Religious Intolerance – Islam is not the only religion with extremists. The intolerance of all religions seems to be growing.

Anger and Pettiness – Within 20 years of the end of the Fairness Doctrine, 91 percent of talk radio was conservative…mean, angry, venomous Rush Limbaugh-style conservative… and it’s getting worse. (See Tea Party)

War – There’s no denying it. The US absolutely LOVES war. We glorify soldiers and their war machines with military-style ceremonies and flyovers at nearly every large event. And we spend hundreds of billions on “defense” to build bigger, badder war toys.

Iraq – Iraq cost us trillions of dollars and thousands of lives. The result of our sacrifices is that we have turned Iraq into a vassal state of radical Iran.

Afghanistan – Despite setting a deadline for withdrawal, there is no clear outcome for this war. We may leave the country no better off than it was when we arrived.

Syria – Yet another opportunity to dive into a war with no real reason or plan. But it is a war and some of our politicians don’t want to be left out.

War on Drugs – This “war” may have ruined more lives than the drugs themselves. It disproportionately affects minorities, filling our prisons to overflowing. Indeed, we have a larger prison population than any other nation.

Militarization of Police – As our soldiers return from war, they’re increasingly hired by police departments. As a result, police become ever more militarized…with assault weapons and assault vehicles…and further removed from ordinary citizens.

Journalism – In the 1980’s, TV networks began measuring the success of their news organizations by ratings which instantly sensationalized the news and created the “sound bite.”  Worse, most news groups have lost their independence as they were gobbled up by conglomerates.

With all this, it’s difficult to be optimistic about the future, but the pendulum may soon swing the other way. I hope so.

Let’s Sit This War Out.

By my calculations, the US has been at war all but 33 years of our existence. And that doesn’t even include many of the “police” actions and minor intrusions into other nations.

Now many in Congress are beating the war drums again. They want us to do more to help depose Syria’s al-Assad by creating a no-fly zone and providing even more weapons to the rebels. But which rebels? Al Qaeda? Hezbollah? Those who cut out the hearts of their enemies and dined on them?

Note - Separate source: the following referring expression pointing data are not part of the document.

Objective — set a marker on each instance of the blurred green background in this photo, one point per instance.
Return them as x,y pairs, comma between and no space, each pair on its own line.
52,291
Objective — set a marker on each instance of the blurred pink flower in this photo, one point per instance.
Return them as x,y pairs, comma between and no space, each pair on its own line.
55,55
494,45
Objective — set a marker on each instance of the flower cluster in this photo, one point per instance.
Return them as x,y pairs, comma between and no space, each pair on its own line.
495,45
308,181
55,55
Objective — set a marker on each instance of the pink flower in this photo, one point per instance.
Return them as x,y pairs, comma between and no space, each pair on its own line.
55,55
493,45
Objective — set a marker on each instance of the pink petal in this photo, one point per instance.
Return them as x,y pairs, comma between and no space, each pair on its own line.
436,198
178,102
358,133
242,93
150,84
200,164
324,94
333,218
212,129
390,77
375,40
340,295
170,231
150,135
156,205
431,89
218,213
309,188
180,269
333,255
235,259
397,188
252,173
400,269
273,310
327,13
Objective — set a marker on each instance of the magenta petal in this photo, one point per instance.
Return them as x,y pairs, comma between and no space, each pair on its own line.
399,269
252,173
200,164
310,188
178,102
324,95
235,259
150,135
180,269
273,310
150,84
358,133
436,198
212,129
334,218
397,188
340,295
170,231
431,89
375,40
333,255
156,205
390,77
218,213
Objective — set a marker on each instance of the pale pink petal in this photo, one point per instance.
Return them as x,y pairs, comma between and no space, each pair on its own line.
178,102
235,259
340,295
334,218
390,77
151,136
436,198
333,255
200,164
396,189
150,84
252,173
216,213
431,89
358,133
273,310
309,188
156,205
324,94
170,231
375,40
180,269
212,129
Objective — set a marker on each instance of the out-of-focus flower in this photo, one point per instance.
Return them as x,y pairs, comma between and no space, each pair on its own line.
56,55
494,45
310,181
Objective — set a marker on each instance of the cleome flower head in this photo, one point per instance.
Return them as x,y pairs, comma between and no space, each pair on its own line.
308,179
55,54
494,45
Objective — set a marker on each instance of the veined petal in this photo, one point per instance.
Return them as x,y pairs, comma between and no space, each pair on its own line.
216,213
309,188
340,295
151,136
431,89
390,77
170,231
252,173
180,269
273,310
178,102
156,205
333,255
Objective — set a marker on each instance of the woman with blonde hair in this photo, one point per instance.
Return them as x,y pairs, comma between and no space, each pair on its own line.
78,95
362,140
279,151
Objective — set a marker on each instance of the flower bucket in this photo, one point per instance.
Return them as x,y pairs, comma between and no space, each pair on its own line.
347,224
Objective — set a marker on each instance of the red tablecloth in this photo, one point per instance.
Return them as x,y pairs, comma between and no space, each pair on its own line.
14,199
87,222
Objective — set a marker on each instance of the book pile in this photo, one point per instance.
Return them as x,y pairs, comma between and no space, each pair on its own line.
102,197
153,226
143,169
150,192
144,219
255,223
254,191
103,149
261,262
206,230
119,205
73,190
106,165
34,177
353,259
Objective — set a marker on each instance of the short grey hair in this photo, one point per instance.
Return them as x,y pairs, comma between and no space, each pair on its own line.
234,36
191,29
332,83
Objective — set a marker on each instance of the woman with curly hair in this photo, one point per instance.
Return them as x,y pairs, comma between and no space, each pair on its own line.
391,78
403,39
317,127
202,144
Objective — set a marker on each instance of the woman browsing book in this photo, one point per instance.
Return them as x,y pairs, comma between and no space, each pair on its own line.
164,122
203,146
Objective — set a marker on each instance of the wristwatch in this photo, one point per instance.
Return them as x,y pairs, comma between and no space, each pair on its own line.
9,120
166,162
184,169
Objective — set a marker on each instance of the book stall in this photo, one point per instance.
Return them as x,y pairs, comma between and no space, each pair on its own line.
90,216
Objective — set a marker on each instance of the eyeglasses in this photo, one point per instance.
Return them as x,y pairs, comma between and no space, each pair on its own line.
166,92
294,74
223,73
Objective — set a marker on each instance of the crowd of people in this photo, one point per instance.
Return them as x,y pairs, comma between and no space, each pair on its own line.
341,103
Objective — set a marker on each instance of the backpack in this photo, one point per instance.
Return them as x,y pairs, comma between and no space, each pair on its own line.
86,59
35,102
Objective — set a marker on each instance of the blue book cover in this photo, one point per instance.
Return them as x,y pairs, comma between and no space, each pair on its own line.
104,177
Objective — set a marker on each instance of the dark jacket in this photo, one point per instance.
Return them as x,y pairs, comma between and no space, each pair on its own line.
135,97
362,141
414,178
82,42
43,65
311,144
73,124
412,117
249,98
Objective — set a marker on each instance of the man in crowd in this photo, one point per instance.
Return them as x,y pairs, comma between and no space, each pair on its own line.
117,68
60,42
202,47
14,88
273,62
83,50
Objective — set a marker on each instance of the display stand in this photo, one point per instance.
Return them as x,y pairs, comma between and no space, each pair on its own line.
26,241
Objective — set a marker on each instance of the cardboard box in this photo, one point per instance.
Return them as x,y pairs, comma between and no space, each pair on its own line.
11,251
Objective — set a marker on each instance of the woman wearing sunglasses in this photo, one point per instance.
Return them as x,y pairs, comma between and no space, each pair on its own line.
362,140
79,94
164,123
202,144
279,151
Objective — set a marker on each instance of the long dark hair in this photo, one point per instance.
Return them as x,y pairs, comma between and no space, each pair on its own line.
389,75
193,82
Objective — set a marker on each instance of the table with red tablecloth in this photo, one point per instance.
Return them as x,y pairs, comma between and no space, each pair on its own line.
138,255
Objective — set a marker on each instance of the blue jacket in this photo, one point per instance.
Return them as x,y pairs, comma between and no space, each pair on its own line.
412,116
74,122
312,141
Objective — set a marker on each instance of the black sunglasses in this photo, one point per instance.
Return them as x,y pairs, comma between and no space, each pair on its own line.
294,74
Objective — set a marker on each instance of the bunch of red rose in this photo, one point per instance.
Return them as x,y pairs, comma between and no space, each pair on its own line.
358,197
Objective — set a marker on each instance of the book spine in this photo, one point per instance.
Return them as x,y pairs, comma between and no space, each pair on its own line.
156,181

Fact is, there are some very bad actors involved in the Syrian killing fields, including President al-Assad’s forces. Moreover, Russia has decided to support al-Assad by providing more sophisticated weapons, including ground-to-air missiles.

Do we want to provoke a conflict with Russia? With neighboring Iran? Do we want to embroil the entire region in the conflict? Do we want to sacrifice the lives of even more of our soldiers? Do we want to pour billions more of our taxpayers’ money down a Middle Eastern rat hole? I think not.

It’s not cowardice to refuse to fight a war that lacks a clear objective and a predictable outcome.